Microsoft Fabric: Data Transformation for Product Attributes Management

Microsoft Fabric: Data Transformation for Product Attributes Management

Context:

Organizations often manage product data in a structured but complex format where attributes are stored as key-value pairs across multiple rows in a database. This format, while flexible, makes it difficult to perform analytics, reporting, and downstream processing. For meaningful use, such as categorization, supplier analysis, or compliance checks, these attributes must be transformed into a tabular format with clearly defined columns.

Objective:

The goal is to transform raw product attribute data stored in a database table (raw.productmaster) into a well-structured and enriched format suitable for reporting, analysis, and integration with downstream systems. The process should:

  • Filter and extract relevant product attributes.
  • Pivot the data to convert rows of attribute-value pairs into columns.
  • Handle missing values to ensure data integrity.
  • Provide meaningful and user-friendly column names for better understanding.
  • Add new contextual information (e.g., supplier region) to enrich the dataset.

Input:

  • A raw data table (raw.productmaste) containing the following key columns:
  • PRODUCTMASTER_ID: A unique identifier for the product classification.
  • NAM: Attribute names describing product characteristics.
  • WRT: Attribute values associated with the attribute names.
  • COD: Additional attribute-related codes.

Output:

  • A transformed and enriched DataFrame (pmc_df) with:
  • Key product attributes as columns.
  • Null values filled with appropriate default values.
  • Columns renamed with meaningful aliases.
  • A new column (Supplier_Region) added with a static value.

Challenges:

  • Data Volume and Performance:

The raw table may contain millions of rows, necessitating efficient filtering, grouping, and transformation.

  • Handling Inconsistent Data:

Null or missing values in attribute columns can lead to incomplete records.

Some attributes may not be present for all products.

  • Dynamic Data Structure:

The list of relevant attributes (ATNAM values) may change over time, requiring flexibility in the code.

  • Data Enrichment:

Additional contextual information, such as supplier region, needs to be integrated dynamically.


Requirements:

Transformations:

Filter the data to include only relevant attributes (ATNAM values).

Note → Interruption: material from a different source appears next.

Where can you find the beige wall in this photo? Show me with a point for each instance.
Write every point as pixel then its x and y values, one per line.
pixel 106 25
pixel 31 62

Pivot rows into columns using the NAM field as headers and aggregate the first value of WRT or COD as the respective cell value.

Null Handling:

Replace missing values with predefined defaults to ensure data completeness.

Column Renaming:

Map raw attribute names to user-friendly column names, e.g., Z_BUDGETGROUP to bgc.

Data Enrichment:

Add a static column (Supplier_Region) with the value "XYZ" for additional context.

Output Validation:

Ensure the resulting DataFrame is well-structured, free of null values (where defaults are provided), and contains the required attributes.

Use Case Examples:

Supplier Analysis:

Enable analysis of products based on suppliers and regions.

Compliance Reporting:

Extract hazard-related flags (Hazardous_Flag) for regulatory submissions.

Inventory Management:

Use Large_Order_Quantity and Item_Description for stock optimization.

Proposed Solution: The code uses Apache Spark to process the raw data efficiently, employing:

Lambda Functions:

Modular functions for filtering, pivoting, filling nulls, renaming columns, and adding new columns.

DataFrame Transformations:

Filters, group-by operations, and joins to reshape the data.

Enrichment:

Adding context with new fields (Supplier_Region) and renaming columns for usability.

This solution addresses the need to convert raw attribute data into a clean, tabular, and enriched format, ready for diverse business use cases.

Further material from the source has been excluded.